Here we are given an electronic tag and a towel. It is a good job we had taken a swimming costumes.
On changing, I followed the signs to the blue lagoon, entering a warm room, with steps leading into a large pool. At the far side of the pool there is a door. Walking across in warm waist deep water, I open the door, and there in front of me is the outdoor milky blue-green water, steam gliding into the air from the surface.
People were up to their shoulders in this warm water. Even standing with my bare chest to the elements, I was not cold, unlike the lifeguard, standing on the edge of the lagoon in a full arctic survival suit.
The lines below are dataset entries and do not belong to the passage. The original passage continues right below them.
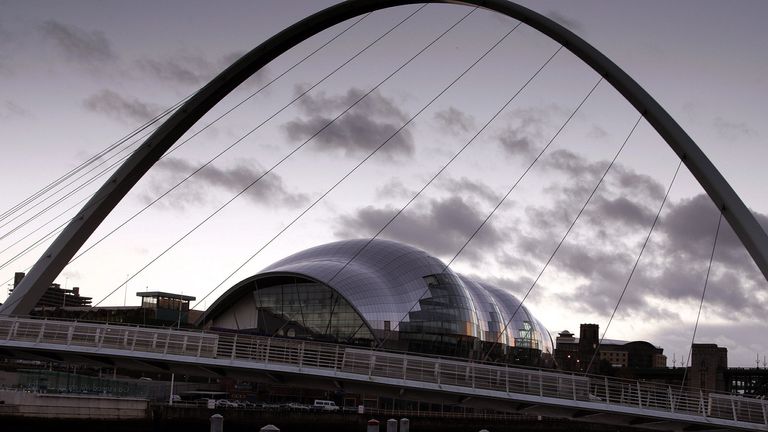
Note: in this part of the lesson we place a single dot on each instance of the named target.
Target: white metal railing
(606, 391)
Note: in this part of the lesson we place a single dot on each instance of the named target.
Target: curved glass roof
(389, 282)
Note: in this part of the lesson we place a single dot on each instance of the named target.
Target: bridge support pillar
(391, 425)
(217, 423)
(373, 426)
(405, 425)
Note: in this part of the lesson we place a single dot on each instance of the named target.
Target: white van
(323, 405)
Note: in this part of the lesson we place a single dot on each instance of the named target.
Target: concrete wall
(26, 404)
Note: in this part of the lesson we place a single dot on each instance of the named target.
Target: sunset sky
(77, 76)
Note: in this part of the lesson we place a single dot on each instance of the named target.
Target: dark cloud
(732, 130)
(565, 21)
(620, 210)
(114, 105)
(394, 188)
(673, 267)
(453, 121)
(188, 68)
(597, 132)
(79, 45)
(439, 227)
(270, 189)
(470, 189)
(359, 131)
(526, 127)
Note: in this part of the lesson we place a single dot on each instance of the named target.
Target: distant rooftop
(158, 294)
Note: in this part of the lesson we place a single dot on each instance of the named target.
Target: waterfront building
(576, 354)
(383, 293)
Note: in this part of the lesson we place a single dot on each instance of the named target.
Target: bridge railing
(334, 358)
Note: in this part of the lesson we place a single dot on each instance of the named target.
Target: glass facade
(305, 309)
(383, 292)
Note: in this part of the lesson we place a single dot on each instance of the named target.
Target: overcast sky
(76, 76)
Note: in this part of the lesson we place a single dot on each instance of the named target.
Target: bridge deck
(590, 398)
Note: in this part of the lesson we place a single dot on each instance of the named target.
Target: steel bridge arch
(56, 257)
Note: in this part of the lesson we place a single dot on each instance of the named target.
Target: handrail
(597, 392)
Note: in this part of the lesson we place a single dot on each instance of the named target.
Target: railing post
(234, 347)
(506, 376)
(671, 399)
(337, 365)
(42, 331)
(573, 384)
(373, 362)
(301, 355)
(12, 330)
(167, 341)
(472, 368)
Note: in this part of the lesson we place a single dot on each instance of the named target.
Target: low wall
(41, 405)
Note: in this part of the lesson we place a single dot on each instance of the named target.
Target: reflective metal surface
(400, 292)
(580, 397)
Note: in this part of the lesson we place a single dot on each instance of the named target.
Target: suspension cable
(306, 57)
(328, 191)
(444, 167)
(634, 267)
(485, 54)
(701, 302)
(230, 110)
(90, 160)
(302, 145)
(493, 211)
(565, 236)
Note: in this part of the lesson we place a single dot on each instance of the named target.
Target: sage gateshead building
(382, 293)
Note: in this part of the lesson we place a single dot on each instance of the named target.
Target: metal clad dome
(392, 287)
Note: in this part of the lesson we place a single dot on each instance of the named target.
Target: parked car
(324, 405)
(295, 406)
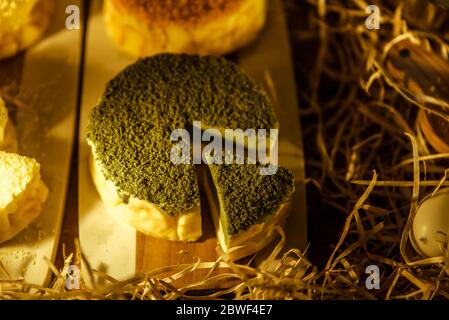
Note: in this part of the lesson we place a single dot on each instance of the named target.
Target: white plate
(49, 86)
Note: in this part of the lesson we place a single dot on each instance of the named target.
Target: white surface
(109, 246)
(49, 86)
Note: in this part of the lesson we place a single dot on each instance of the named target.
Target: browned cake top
(184, 11)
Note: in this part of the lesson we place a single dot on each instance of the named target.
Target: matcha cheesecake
(246, 205)
(129, 132)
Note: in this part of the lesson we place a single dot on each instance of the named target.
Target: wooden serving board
(45, 79)
(118, 249)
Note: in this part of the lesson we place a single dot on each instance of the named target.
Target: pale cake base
(25, 24)
(144, 216)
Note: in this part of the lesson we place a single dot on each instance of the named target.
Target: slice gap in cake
(246, 206)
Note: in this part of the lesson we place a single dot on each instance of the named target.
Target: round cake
(143, 28)
(8, 137)
(22, 23)
(130, 130)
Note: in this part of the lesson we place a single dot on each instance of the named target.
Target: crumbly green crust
(131, 125)
(247, 197)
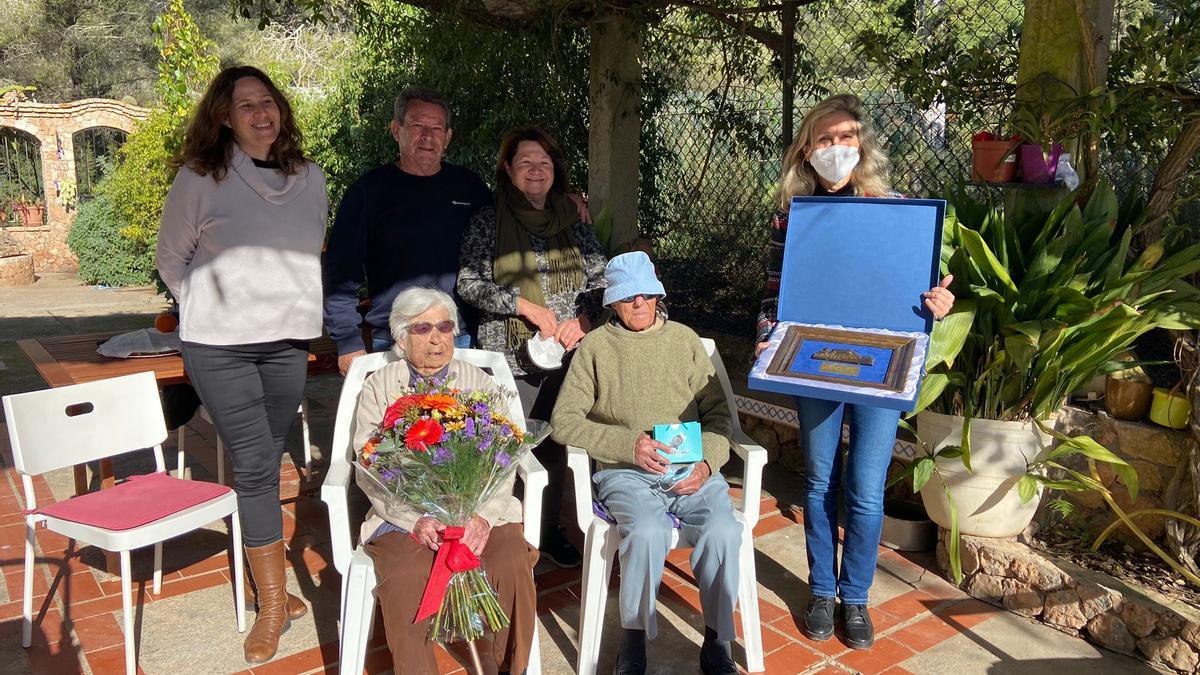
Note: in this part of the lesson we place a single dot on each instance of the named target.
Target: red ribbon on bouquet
(453, 556)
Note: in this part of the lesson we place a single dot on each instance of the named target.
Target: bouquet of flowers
(445, 452)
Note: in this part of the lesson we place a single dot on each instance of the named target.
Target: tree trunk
(1167, 181)
(615, 125)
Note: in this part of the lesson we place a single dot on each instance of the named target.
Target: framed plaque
(861, 359)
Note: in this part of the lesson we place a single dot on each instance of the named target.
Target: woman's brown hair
(514, 137)
(207, 142)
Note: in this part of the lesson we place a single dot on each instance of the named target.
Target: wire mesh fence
(714, 192)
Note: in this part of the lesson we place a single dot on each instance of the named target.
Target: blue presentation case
(858, 263)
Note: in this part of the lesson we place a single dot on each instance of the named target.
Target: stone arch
(54, 125)
(21, 166)
(91, 147)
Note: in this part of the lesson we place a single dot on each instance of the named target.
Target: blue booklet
(684, 441)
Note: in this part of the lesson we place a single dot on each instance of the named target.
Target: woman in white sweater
(239, 248)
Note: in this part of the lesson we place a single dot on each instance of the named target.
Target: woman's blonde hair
(870, 177)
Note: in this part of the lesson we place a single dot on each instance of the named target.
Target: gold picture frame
(839, 362)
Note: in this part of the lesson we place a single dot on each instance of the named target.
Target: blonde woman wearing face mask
(835, 154)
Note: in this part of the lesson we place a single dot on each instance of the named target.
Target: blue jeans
(383, 342)
(873, 432)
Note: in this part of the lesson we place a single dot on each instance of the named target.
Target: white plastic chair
(203, 413)
(352, 562)
(601, 539)
(53, 429)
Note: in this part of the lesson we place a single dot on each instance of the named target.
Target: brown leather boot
(267, 566)
(295, 605)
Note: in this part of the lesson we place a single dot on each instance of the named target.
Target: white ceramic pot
(985, 499)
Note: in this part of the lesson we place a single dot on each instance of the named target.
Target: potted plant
(993, 159)
(1044, 304)
(1044, 123)
(1127, 389)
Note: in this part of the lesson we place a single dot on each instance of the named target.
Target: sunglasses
(425, 328)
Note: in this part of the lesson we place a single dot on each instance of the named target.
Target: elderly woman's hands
(477, 531)
(539, 316)
(646, 454)
(700, 472)
(939, 299)
(429, 530)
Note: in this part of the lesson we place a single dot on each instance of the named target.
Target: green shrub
(106, 256)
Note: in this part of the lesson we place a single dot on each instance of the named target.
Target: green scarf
(516, 264)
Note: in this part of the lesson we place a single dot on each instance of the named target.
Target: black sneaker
(558, 550)
(859, 632)
(819, 617)
(631, 657)
(714, 656)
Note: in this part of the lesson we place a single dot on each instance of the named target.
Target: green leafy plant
(1045, 303)
(105, 255)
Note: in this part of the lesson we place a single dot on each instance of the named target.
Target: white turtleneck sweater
(243, 256)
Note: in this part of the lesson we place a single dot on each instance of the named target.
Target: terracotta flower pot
(1127, 399)
(993, 161)
(1038, 166)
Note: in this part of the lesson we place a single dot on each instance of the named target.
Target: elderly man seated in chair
(637, 371)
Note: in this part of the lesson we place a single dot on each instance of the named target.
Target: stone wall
(1080, 602)
(1155, 452)
(54, 125)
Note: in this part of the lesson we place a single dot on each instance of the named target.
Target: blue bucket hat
(628, 275)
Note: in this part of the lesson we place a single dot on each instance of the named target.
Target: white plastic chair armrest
(580, 464)
(754, 458)
(535, 478)
(333, 493)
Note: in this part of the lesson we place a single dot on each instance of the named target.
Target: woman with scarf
(533, 267)
(837, 154)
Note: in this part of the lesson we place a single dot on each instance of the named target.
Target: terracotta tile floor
(72, 583)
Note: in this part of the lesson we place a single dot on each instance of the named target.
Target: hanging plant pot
(1037, 165)
(985, 499)
(1127, 399)
(993, 161)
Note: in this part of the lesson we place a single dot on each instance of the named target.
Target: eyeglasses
(645, 298)
(425, 328)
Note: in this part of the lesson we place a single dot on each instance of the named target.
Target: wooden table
(73, 359)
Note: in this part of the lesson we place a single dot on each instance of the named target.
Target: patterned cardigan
(477, 285)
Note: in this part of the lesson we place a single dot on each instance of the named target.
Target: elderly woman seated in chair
(634, 372)
(400, 539)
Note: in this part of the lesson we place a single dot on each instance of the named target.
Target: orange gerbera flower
(439, 402)
(423, 435)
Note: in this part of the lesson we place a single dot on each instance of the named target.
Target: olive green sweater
(622, 383)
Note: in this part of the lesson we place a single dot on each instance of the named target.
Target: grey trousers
(640, 509)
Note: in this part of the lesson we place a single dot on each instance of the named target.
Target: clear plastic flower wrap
(445, 452)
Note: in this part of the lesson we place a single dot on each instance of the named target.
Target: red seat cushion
(136, 502)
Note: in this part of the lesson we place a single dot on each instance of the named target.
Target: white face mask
(834, 162)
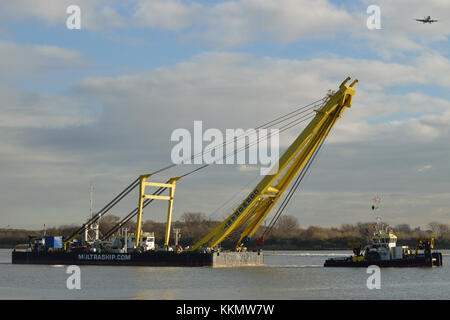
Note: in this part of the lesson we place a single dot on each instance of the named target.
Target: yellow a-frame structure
(257, 205)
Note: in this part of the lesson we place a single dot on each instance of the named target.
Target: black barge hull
(433, 260)
(158, 258)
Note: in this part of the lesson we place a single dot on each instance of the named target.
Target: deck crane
(262, 199)
(258, 204)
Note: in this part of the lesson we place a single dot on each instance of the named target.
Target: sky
(98, 105)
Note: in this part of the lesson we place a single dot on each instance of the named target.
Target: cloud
(223, 24)
(130, 132)
(424, 168)
(20, 61)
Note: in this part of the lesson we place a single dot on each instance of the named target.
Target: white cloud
(26, 60)
(132, 133)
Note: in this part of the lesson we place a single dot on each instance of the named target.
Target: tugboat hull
(433, 260)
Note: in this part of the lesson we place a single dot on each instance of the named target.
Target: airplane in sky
(426, 20)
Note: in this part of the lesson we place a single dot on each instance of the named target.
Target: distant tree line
(287, 234)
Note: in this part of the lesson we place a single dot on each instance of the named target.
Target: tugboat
(384, 252)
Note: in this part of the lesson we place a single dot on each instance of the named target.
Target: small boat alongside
(384, 252)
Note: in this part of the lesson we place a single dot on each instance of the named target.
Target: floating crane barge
(139, 249)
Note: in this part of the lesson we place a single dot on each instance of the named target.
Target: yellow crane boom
(257, 205)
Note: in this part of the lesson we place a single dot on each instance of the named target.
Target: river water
(285, 275)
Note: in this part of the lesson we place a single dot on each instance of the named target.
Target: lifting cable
(146, 202)
(310, 107)
(291, 192)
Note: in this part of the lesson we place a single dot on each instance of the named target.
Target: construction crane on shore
(254, 209)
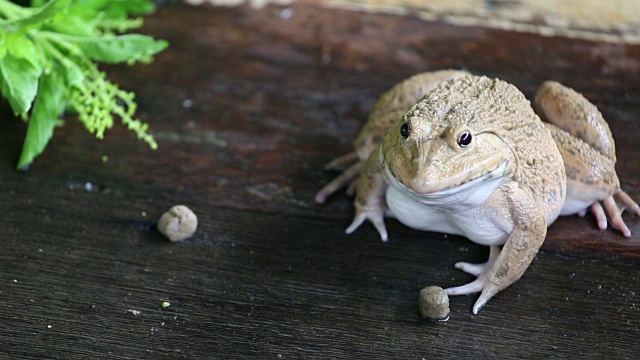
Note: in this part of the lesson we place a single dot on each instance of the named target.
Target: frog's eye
(405, 131)
(464, 139)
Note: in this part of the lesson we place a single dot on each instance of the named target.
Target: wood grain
(247, 106)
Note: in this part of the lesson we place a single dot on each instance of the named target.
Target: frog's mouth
(441, 191)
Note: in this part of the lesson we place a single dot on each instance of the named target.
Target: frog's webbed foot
(375, 215)
(482, 284)
(347, 177)
(612, 209)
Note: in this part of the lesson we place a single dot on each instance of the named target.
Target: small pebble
(434, 303)
(179, 223)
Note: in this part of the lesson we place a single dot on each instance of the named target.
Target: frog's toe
(615, 216)
(611, 209)
(627, 202)
(598, 212)
(473, 269)
(470, 288)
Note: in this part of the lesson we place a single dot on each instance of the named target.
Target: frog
(452, 152)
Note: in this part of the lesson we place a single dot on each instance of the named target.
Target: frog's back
(498, 107)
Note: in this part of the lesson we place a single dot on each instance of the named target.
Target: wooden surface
(247, 106)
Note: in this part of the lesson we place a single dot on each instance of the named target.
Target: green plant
(48, 56)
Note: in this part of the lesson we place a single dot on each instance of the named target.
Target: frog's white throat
(469, 194)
I joined Mee Len, and we waded across the lagoon, the water reaching our upper chest, people were not swimming, just standing there, enjoying the warmth.
On the far side people placed white mud like mixture on their faces, to give some unknown treatment. It reminded me of the mud bath I had taken in Antalya with my host, the owner and a participant from the NLP course, Asu my translator and an assistant, sitting there like a little Buddha.
On washing off the mixture, the taste of the water was very salty, but there was no smell of volcanic sulfer I had expected.
Perhaps this treatment will make me look younger than my 94 age.
Soon the experience was over, and a short two and a half hours flight on Iceland Express, we were back the UK.